Re: issue #24 does an ixml processor have to match everything? from C. M. Sperberg-McQueen on 2022-02-04 (public-ixml@w3.org from February 2022)

From: C. M. Sperberg-McQueen <cmsmcq@blackmesatech.com>
Date: Fri, 04 Feb 2022 06:35:29 -0700
To: Dave Pawson <dave.pawson@gmail.com>
Cc: Norm Tovey-Walsh <norm@saxonica.com>, ixml <public-ixml@w3.org>
Message-ID: <87r18ioiu6.fsf@blackmesatech.com>

Dave Pawson writes:

> @MSM - do you mean 'in all circumstances'?
> As Norm says, I've met a confirmed error, should I continue (could I
> even continue parsing)
> to the end?

There is a formal and an informal answer.

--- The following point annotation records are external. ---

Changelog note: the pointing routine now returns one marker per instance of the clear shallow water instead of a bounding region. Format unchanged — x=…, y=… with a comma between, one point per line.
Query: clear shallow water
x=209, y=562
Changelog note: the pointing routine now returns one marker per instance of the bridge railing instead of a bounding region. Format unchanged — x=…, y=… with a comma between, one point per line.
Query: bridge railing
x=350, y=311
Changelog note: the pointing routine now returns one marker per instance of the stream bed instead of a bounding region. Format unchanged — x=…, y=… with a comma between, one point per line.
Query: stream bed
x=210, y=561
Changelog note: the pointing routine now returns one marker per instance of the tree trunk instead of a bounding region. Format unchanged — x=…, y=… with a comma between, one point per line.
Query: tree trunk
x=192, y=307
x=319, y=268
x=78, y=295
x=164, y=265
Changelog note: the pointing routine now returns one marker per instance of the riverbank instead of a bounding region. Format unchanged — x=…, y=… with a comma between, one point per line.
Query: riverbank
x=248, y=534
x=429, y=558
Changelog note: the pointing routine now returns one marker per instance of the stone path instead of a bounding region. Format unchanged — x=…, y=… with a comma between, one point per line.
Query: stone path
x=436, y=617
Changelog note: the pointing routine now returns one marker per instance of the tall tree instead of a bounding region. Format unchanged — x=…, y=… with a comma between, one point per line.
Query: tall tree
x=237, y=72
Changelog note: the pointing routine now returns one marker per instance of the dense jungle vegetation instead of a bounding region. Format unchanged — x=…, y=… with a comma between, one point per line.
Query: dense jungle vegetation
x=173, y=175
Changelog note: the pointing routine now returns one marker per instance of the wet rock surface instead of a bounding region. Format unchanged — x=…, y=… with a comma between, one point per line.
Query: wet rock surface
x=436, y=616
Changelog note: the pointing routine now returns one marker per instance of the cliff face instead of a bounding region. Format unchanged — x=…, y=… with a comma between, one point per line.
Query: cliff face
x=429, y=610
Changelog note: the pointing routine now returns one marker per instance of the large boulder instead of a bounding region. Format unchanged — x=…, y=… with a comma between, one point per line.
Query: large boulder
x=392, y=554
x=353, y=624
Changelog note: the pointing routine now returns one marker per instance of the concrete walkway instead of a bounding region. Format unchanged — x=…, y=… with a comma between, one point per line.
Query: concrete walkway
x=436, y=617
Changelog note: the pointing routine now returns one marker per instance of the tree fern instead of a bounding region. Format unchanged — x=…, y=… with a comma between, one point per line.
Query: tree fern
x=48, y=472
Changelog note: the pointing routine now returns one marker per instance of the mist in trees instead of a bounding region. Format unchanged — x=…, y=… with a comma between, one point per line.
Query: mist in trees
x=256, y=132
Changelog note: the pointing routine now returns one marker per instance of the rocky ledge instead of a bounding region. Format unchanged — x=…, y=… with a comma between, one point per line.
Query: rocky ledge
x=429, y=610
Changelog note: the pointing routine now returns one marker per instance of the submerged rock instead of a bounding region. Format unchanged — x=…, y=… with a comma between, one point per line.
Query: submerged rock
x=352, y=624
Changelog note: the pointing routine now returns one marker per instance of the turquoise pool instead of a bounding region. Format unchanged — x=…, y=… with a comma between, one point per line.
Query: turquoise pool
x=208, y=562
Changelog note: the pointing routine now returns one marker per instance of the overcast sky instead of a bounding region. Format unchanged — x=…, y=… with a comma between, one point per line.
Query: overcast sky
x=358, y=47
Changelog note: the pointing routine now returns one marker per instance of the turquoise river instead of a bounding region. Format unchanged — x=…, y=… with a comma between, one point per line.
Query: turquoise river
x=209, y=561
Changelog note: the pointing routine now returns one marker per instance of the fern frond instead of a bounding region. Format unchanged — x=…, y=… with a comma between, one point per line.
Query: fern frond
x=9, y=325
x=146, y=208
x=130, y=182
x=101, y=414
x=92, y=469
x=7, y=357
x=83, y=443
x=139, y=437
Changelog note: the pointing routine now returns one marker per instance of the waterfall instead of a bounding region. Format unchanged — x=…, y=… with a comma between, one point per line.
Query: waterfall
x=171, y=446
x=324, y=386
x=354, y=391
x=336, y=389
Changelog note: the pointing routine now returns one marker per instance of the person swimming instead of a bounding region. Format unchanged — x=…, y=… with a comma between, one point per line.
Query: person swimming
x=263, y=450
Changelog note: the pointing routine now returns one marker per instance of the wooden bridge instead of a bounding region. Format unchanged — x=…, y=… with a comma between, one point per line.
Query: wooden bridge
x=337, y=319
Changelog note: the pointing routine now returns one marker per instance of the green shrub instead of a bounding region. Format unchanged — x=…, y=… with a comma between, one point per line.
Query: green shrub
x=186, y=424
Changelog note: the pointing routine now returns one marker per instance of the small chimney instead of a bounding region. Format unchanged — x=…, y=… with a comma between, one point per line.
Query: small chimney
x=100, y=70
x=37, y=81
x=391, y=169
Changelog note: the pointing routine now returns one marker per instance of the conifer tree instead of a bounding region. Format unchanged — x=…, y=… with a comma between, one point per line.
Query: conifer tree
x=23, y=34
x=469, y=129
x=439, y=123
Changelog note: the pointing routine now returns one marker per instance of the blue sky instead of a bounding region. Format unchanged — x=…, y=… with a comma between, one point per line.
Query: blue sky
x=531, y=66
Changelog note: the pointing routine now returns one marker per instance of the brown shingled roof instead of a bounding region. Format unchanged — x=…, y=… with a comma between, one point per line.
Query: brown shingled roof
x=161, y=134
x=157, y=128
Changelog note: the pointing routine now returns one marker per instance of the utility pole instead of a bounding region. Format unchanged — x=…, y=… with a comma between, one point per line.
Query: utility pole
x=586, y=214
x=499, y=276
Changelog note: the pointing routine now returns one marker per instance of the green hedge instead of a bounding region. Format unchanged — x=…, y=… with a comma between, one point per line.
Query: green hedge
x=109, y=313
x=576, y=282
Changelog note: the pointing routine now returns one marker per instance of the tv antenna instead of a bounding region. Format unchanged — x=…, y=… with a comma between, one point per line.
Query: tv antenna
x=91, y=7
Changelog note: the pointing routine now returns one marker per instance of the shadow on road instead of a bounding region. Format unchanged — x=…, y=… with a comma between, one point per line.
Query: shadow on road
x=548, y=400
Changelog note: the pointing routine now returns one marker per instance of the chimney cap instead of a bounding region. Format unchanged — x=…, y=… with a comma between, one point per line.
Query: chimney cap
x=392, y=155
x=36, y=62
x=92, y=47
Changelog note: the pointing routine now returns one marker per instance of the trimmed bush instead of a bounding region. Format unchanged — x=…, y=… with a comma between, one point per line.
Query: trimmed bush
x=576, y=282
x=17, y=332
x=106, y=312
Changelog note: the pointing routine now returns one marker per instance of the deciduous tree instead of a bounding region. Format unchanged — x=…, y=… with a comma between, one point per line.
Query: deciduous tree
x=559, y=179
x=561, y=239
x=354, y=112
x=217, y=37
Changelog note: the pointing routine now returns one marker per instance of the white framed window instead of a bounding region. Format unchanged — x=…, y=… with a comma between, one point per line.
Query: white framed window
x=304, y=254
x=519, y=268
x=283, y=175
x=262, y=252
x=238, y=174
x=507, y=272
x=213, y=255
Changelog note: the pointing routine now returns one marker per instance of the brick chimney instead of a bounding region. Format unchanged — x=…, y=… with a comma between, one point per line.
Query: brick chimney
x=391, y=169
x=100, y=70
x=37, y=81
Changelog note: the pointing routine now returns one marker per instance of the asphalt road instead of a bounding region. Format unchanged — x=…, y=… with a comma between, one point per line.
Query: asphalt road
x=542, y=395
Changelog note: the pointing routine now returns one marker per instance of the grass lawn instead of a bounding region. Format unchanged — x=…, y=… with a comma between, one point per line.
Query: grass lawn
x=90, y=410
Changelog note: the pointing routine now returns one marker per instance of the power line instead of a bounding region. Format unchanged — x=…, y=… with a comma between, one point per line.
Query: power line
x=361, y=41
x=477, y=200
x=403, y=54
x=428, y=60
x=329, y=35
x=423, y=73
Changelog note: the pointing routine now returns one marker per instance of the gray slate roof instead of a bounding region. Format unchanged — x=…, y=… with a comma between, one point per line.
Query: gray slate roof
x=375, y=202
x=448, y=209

Informally, I would say:  no, of course a parser need not waste time
and cycles and memory on i/o of characters that cannot make a difference
to the result.  Once a parser knows that the input is not a sentence in
the language defined by the grammar, it is of course free to return its
result, which is that the input is not a sentence in the grammar (or:
failed to parse, if you prefer).

The question formulated in issue #24 has only ever been about whether a
'successful parse' (however we define that) has to consume / cover /
parse the entire input or not.  I do not understand why the answer "yes"
should suggest to anyone that the answer has any relevance to the case
of non-matching input.

More formally: the current spec (I paraphrase, from memory) describes a
conforming ixml processor as being presented with an input grammar and
an input string (in some form) and doing one of two things:

  - returning an XML representation of a parse treee resulting from
    parsing the string against the grammar

  - informing the user that there is no such parse tree

  - failing for some other reason

There have been proposals to remove the third item, but I don't believe
we have yet discussed them so I hope it's still there.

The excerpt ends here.